D. REVOIR LES MÉCANISMES D'ATTRIBUTION DES FONDS SPÉCIAUX

De jure , le Premier ministre rend les arbitrages budgétaires qui président à la répartition des fonds spéciaux entre les services de renseignement. Toutefois, le Coordonnateur national du renseignement, collaborateur du Président de la République, joue naturellement le rôle de centralisateur des demandes formulées par les services. Par ce biais, il réalise en réalité le premier arbitrage budgétaire qui s'avérera déterminant, le cabinet du Premier ministre s'écartant rarement des préconisations de celui qui paraît le mieux placé pour évaluer les besoins financiers des administrations concernées.

Aussi l'idée de rattacher le Coordonnateur national du renseignement tant à l'Élysée qu'à Matignon se révèle-t-elle séduisante (en le nommant par exemple conseiller renseignement du Premier ministre à l'image de pratiques qui ont déjà eu cours). Des rapports parlementaires ont précédemment formulé des recommandations en ce sens (122 ( * )) . Il s'agirait non de le détacher du chef de l'État mais plutôt de le rapprocher du chef du Gouvernement. Le Coordonnateur serait concomitamment le collaborateur des deux têtes de l'exécutif.

En effet, comment continuer à ignorer son rattachement pour le moins baroque ? Ainsi, selon le décret n° 2010-299 du 22 mars 2010, le Coordonnateur et son équipe relèvent-ils « pour [leur] gestion administrative et financière » du Secrétariat général du gouvernement, donc du Premier ministre, alors même que le Président de la République est le principal bénéficiaire de leur action. Une telle évolution permettrait de lui confier d'utiles capacités d'arbitrages budgétaires, ainsi que l'évoque le Livre blanc de 2013 (123 ( * )) . Si les arguments avancés n'ont jusqu'à présent pas porté, la CVFS ne désespère pas d'inspirer une modification de l'article R*1122-8 du code de la défense [recommandation n°19] .

E. VERS UNE STANDARDISATION DE LA GESTION DES FONDS SPÉCIAUX

Les diverses missions de contrôle réalisées par la Commission en France et à l'étranger ont globalement démontré la rigueur de gestion des fonds spéciaux. Même si les compliments peuvent paraître convenus et dissonants au sein d'un rapport parlementaire, la CVFS tient à saluer l'implication personnelle des agents concernés, leur professionnalisme et leur sens du devoir.

En dépit de ce constat, et au-delà des contingences liées aux particularités de chacune des administrations contrôlées, la Commission a notamment souhaité promouvoir une nomenclature unique des pièces justificatives et modes de comptabilité afin de faciliter et d'unifier le contrôle mais également la gestion interne [recommandation n°20] . Pareille lacune avait été déplorée à juste titre lors des débats fondateurs de 2001 ; le temps passé et l'expérience accumulée permettent aujourd'hui d'y remédier.
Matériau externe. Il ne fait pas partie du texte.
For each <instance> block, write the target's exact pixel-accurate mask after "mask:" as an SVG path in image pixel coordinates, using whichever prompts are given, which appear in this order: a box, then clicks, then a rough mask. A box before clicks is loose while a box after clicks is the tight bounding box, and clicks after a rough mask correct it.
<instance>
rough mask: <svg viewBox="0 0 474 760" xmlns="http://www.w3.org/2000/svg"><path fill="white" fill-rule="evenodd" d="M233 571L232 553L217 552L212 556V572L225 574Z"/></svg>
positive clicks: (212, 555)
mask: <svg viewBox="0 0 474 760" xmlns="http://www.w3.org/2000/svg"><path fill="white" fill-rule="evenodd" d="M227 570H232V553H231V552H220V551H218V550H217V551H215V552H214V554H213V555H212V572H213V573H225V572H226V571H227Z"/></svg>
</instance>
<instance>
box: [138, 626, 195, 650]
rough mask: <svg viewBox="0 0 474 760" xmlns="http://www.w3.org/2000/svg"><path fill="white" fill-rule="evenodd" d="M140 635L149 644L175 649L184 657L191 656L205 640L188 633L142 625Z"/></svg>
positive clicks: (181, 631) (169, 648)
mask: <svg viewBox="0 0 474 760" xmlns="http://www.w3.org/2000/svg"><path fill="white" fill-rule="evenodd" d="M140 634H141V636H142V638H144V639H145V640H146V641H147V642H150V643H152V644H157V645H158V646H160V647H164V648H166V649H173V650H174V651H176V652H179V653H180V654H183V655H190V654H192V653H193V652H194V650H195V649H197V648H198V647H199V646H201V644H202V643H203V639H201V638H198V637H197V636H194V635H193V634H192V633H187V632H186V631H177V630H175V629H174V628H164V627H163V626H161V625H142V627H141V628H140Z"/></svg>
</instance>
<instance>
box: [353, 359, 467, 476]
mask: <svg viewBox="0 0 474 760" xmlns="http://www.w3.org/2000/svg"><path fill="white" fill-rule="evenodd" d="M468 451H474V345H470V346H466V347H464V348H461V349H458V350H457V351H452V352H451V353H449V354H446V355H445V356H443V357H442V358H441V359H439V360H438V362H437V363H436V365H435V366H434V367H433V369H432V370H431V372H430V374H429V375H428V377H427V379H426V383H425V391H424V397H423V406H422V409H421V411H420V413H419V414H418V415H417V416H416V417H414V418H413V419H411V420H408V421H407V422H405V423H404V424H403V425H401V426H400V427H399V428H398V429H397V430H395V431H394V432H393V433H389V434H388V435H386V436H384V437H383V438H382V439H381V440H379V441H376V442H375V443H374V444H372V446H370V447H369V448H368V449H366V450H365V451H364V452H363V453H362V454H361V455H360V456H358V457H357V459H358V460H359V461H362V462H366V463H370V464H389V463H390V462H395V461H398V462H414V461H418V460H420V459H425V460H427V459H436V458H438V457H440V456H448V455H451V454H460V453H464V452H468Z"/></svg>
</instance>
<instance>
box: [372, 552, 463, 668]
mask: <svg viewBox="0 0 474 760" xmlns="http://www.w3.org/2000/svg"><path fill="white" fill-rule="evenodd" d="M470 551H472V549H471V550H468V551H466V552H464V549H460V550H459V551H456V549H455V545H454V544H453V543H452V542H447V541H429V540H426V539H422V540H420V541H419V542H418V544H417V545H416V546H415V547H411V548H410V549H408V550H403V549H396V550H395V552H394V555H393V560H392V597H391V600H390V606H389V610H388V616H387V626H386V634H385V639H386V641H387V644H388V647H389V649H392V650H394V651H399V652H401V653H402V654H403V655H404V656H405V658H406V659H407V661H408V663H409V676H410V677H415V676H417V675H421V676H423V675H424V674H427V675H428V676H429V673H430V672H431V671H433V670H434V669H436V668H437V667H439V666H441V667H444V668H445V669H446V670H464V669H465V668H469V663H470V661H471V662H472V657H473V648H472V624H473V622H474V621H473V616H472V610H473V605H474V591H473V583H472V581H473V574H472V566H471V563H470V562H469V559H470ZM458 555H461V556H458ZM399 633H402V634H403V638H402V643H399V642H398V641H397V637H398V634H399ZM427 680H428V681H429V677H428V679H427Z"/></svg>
La CVFS souhaite dans cet esprit que le Coordonnateur national du renseignement oeuvre à la diffusion des bonnes pratiques et à la sensibilisation des acteurs (y compris par la diffusion d'une directive s'inspirant des préconisations de la Commission) [recommandation n°21] .

Car la CVFS insiste sur la nécessité de respecter ces règles de gestion qui, au-delà du formalisme apparent, assurent une utilisation conforme des fonds spéciaux et apportent une réelle plus-value dans l'activité du service (contrôle interne, évaluation de l'efficience...). Elle porte en effet une attention soutenue aux mécanismes de contrôle interne dont elle estime le renforcement nécessaire conformément à des recommandations déjà réalisées dans des documents parlementaires (124 ( * )) [recommandation n°22] .

La Commission de vérification des fonds spéciaux, quelles que soient les critiques ou recommandations formulées, se félicite des efforts appliqués dans la gestion des fonds spéciaux. Elle milite pour une démarche ambitieuse et moderne en ce domaine stratégique trop souvent oublié des commentateurs en raison de sa confidentialité. Elle espère que ce premier rapport public contribuera à cette ambition.


* (122) Sur ce point, se référer au rapport de Jean-Jacques Urvoas et Patrice Verchère, op. cit., p. 108 et s. ainsi qu'au rapport public de la Délégation parlementaire au renseignement pour l'année 2014, p. 22-23.

* (123) Livre blanc : Défense et sécurité nationale, Paris, La Documentation Française, 2013, p. 71

* (124) Sur ce point, se référer au rapport de Jean-Jacques Urvoas et Patrice Verchère, op. cit. , p. 54 et s. ainsi qu'au rapport public de la Délégation parlementaire au renseignement pour l'année 2014, p. 70 et s.